L’UE doit faciliter le dialogue politique entre le gouvernement turc et les Kurdes

11 mars 2010
Ce mercredi 10 mars 2010, plusieurs députés européens ont adressé une lettre aux plus hautes personnalités de l’UE afin de les sensibiliser sur les arrestations récentes de représentants kurdes, notamment en France et en Belgique. Pour les signataires de la lettre, ces arrestations de Kurdes, particulièrement en France et en Belgique, visent à réduire la question kurde à un problème de sécurité et sont inacceptables. L’Union européenne et ses Etats-membres doivent faciliter le dialogue entre le gouvernement turc et les Kurdes pour une solution politique.
Lettre ouverte du 10 mars 2010 adressée au :

-Chefs de gouvernement de l’Union européenne,
-Ministres de l’intérieur de l’Union Européenne,
-Ministres de la justice de l’Union Européenne,
-Ministres des affaires étrangères de l’Union Européenne,
-Haut représentant de l’Union européenne aux affaires étrangères, Madame Catherine Ashton,
-Commissaire à l’élargissement de l’Union Européenne, Monsieur Štefan Füle}|]

Mesdames, Messieurs,

Au sein de l’Union Européenne, dans le courant de la semaine dernière, plusieurs ressortissants de la communauté kurde ont été placés sous mandat d’arrêt en France, en Italie et en Belgique, pour des liens présumés avec une entreprise terroriste. Les studios de la chaîne de télévision Roj Tv installés à Denderleeuw en Belgique ont été perquisitionnés et leur matériel d’émission endommagé.

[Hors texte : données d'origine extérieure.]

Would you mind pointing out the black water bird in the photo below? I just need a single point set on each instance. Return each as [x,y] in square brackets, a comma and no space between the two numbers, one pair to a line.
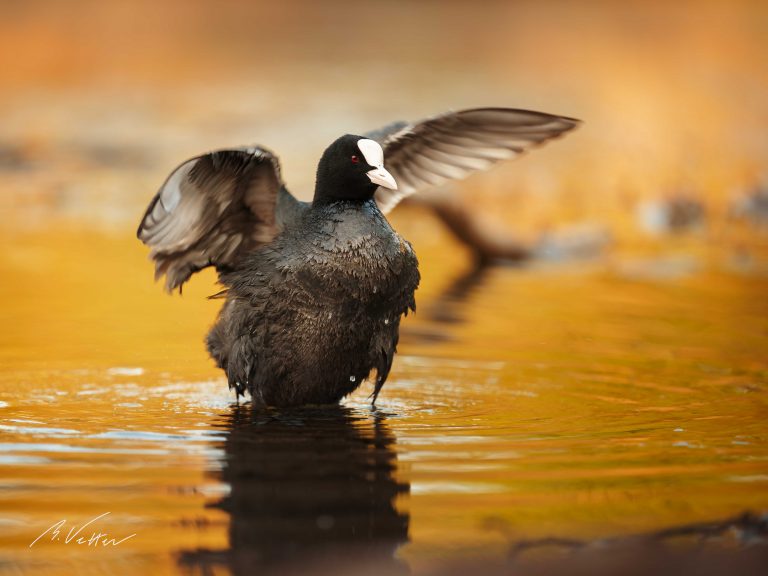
[314,292]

Nous tenons à témoigner ici en faveur d’Ali Mehmet Dogan, arrêté le 26 février 2010 en France et inculpé. En effet, depuis de nombreuses années, M. Dogan est un activiste pacifiste des droits de l’Homme et milite pour une Turquie plus démocratique. En faveur de l’adhésion de la Turquie à l’Union européenne, il favorise également l’intégration de la diaspora kurde dans la société européenne. Le Parlement Européen a montré qu’il avait compris ces enjeux en attribuant le prix Sakharov à Mme Leyla Zana en 1994, ancienne députée de la République de Turquie et co-fondatrice du DTP.

Le fait qu’une personnalité comme M. Mehmet Ali Dogan puisse être inculpée dans le cadre de la lutte contre le terrorisme contribue à semer le doute sur le bien fondé des opérations en cours.

Nous rappelons que la sécurité des citoyens d’un Etat de droit se mesure d’abord et avant tout au respect de ses droits et aux garanties qui lui sont offertes de s’en prévaloir.

En conséquence, nous insistons sur la nécessité pour les enquêtes en cours de strictement se conformer aux exigences d’exhaustivité, de transparence, d’efficacité, d’impartialité et d’indépendance garanties par les standards internationaux de protection des droits de l’Homme.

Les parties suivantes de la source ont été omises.